Resumable single step evals by jla-gardner · Pull Request #149 · microsoft/syntheseus

jla-gardner · 2026-02-17T16:23:12Z

This PR (attempts to) makes the syntheseus/cli/eval_single_step.py script resumable, mitigating the impact of e.g. job crashes/pre-emption.

To do this, the script now saves model inputs+outputs+information in a JSON Lines file during evaluation.

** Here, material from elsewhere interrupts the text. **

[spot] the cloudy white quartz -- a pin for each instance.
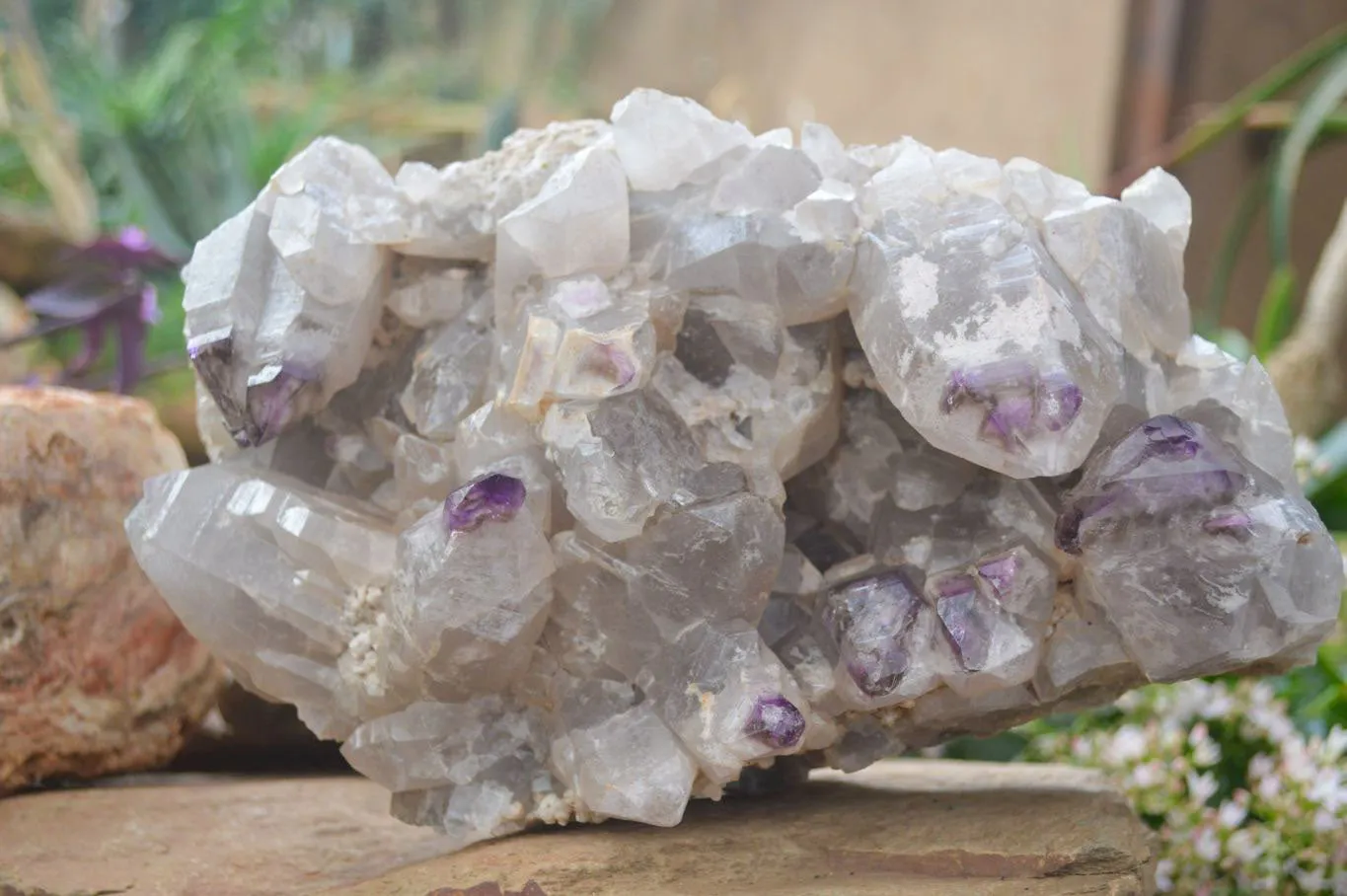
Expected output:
(574, 480)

Re-invoking this script after e.g. pre-emption/restarts attempts to load this file if available, and skips calling the model for any already-queried inputs.

The new output format is easier to work with than the existing stats.json files, since you can load line-by-line (see attached script and analysis for what this looks like).

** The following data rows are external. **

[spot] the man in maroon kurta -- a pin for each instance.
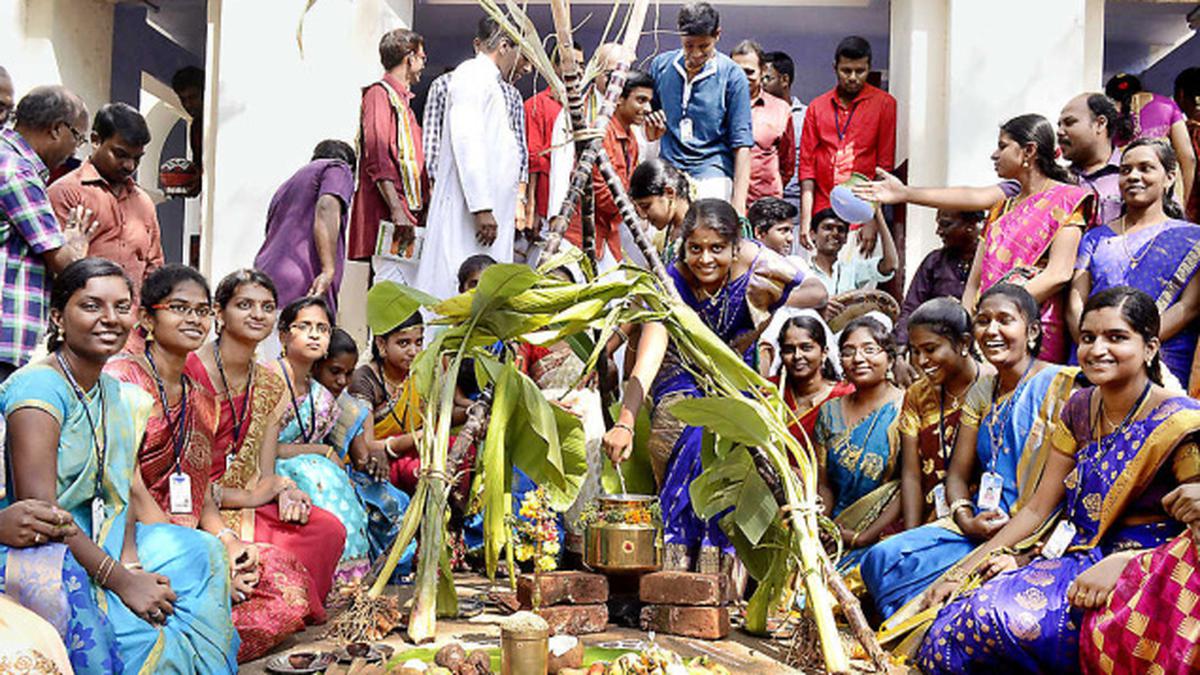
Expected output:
(850, 129)
(391, 183)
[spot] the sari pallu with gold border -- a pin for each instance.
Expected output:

To preserve backwards compatibility, this feature is hidden behind the config.resumable flag, which is turned off by default.

Thank you to @kmaziarz for the suggested implementation.

jla-gardner · 2026-02-17T16:26:17Z

This script: demo_resume.py mocks the use of a simple model when performing single step evaluations, and shows the resumability of the process.

The raw output is:

{"input": "CN", "ground_truth": "C.N>>CN", "num_predictions": 3, "ground_truth_correct": [true, false, false], "timing": {"time_model_call": 2.1298726399739582e-05, "time_post_processing": 5.404154459635417e-06}, "predictions": ["C.N>>CN", "c1ccccc1>>CN", "NC=O>>CN"]}
{"input": "CN", "ground_truth": "NC=O>>CN", "num_predictions": 3, "ground_truth_correct": [false, false, true], "timing": {"time_model_call": 2.0265579223632812e-05, "time_post_processing": 2.9802322387695312e-06}, "predictions": ["C.N>>CN", "c1ccccc1>>CN", "NC=O>>CN"]}
{"input": "CC", "ground_truth": "C.C>>CC", "num_predictions": 3, "ground_truth_correct": [false, false, false], "timing": {"time_model_call": 2.0265579223632812e-05, "time_post_processing": 2.9802322387695312e-06}, "predictions": ["C.N>>CC", "c1ccccc1>>CC", "NC=O>>CC"]}

Parsing this into a more readable format: head -1 predictions.jsonl | python3 -m json.tool gives:

{
    "input": "CN",
    "ground_truth": "C.N>>CN",
    "num_predictions": 3,
    "ground_truth_correct": [
        true,
        false,
        false
    ],
    "timing": {
        "time_model_call": 2.1298726399739582e-05,
        "time_post_processing": 5.404154459635417e-06
    },
    "predictions": [
        "C.N>>CN",
        "c1ccccc1>>CN",
        "NC=O>>CN"
    ]
}

kmaziarz

Thanks @jla-gardner, this has been annoying me since forever 🙂 I had an initial look and left a few comments, I can have another pass later. Before merging, I will also battle-test it on an actual problematic case (i.e. eval that spans multiple days yet gets pre-empted every 12h).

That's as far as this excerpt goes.